Ross Fabian, partner at chartered accountants, HW Fisher & Company, says there is a great divide in the tech world between developers of a new piece of tech who are “very focused on selling their business – their exit is their payday after all” and IT channel entrepreneurs, where the situation is “less clear cut”.
The main reason for this difference, he notes, is value. “An original, proprietary piece of tech has the potential to generate recurring revenue – and thus an obvious value to its owner. But for IT service, maintenance or consultancy companies, it is harder to build sufficient intrinsic value in the business to attract would-be buyers.”
So what should you do if you’re the boss of an IT service, maintenance or consultancy company? “If you’re in this position, the key is to add value – and longevity – to clients,” Fabian argues. “In crude terms, the better the clients, the longer the client list, the ‘stickier’ the clients are, the more attractive – and valuable – the company will be. This is why recurring revenue and subscription models often result in higher valuations.”

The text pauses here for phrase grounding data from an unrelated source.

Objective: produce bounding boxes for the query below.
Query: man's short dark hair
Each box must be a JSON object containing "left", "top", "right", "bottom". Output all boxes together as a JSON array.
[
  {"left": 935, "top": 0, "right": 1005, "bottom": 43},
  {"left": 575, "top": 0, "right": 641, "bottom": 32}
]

He agrees that “the advent of SaaS has commoditised many core IT reseller and support services, but SMEs that have their own software are less vulnerable to this threat. Anything which secures user acceptance – and then user reliance – is vital in terms of client retention and value creation”.
One of the big difficulties with smaller businesses is that their identity can often be completely intertwined with their owner. Frequently, these types of businesses will be dominated by the owner of the company. In some cases, potentially worthy successors may have left or felt forced out because they saw little prospect of advancement at an organisation where the owner had too tight a grip on the reins.
Owners may not be unaware of their overwhelming control of their organisations and they may not understand that their unwillingness to allow others to take on responsibility can be injurious to their companies in the long-term. In some smaller businesses, the owner and his or her relationship with the customer may be the only value they have. And they may be reluctant to allow others within the company to become engaged in that relationship.
In this context, Fabian says it’s important to understand that the value of a business “should reside in the company, rather than just its owner”. It’s all well and good having an inspirational leader, “but if the owner is the business, prospective buyers will worry that a change at the top could kill client loyalty. Such a risk will either drive down the valuation or put off buyers altogether”, he warns.
Potential buyers are not going to be attracted by the notion of paying money for access to customers whose relationship is with an individual about to leave the organisation they are buying. And you can see why. The customer relationship has to be with the company for the value to reside in the business when it has been acquired.
It’s like a soccer team. When someone buys a club, they’re buying everything that comes with it and that includes the players and the loyalty of fans that go to watch the games. What no one wants is to take over a football club only to find out that after the star player retires, he was the only reason most of the fans were going to the games.